Adaptive Rank Allocation: Speeding Up Modern Transformers with RaNA Adapters

Large Language Models (LLMs) are computationally intensive, particularly during inference. Neuron-adaptive techniques, which selectively activate neurons in Multi-Layer Perceptron (MLP) layers, offer some speedups but suffer from limitations in modern Transformers. These include reliance on sparse activations, incompatibility with attention layers, and the use of costly neuron masking techniques. To address these issues, we propose the Adaptive Rank Allocation framework and introduce the Rank and Neuron Allocator (RaNA) adapter. RaNA adapters leverage rank adapters, which operate on linear layers by applying both low-rank matrix decompositions and adaptive masking to efficiently allocate compute without depending on activation sparsity.
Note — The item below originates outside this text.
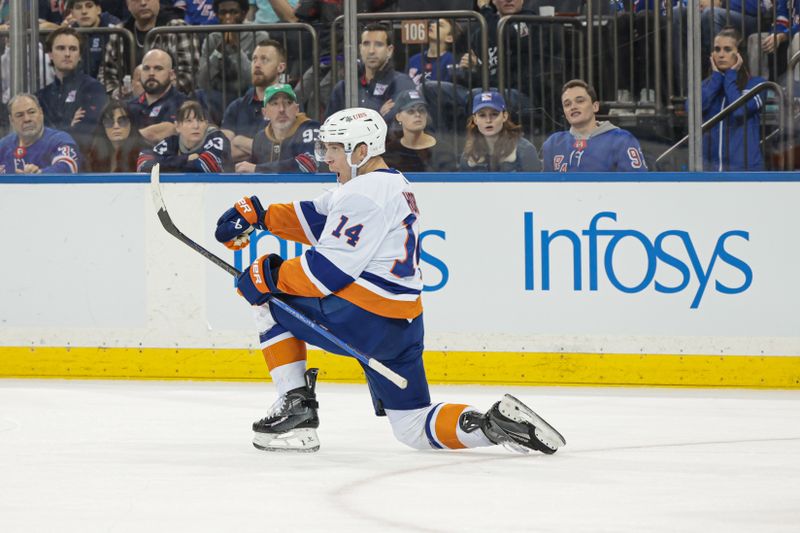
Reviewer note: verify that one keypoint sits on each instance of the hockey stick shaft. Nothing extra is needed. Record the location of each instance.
(172, 229)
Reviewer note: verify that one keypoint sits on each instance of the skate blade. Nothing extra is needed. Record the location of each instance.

This enables RaNA to be generally applied to MLPs and linear components of attention modules, while eliminating the need for expensive maskers found in neuron-adaptive methods. Notably, when compared to neuron adapters, RaNA improves perplexity by up to 7 points and increases accuracy by up to 8 percentage-points when reducing FLOPs by 44% in state-of-the-art Transformer architectures. As Large Language Models (LLMs) have grown in popularity and size, they have begun consuming a non-trivial amount of compute and time for training and inference (Kim et al. (2023), Pope et al. (2022)). Adaptive compute methods seek to speed up the inference stage of Transformers (Vaswani et al. (2023)), the de facto LLM architecture, by identifying and avoiding redundant computations to save I/O and floating-point operations (FLOPs).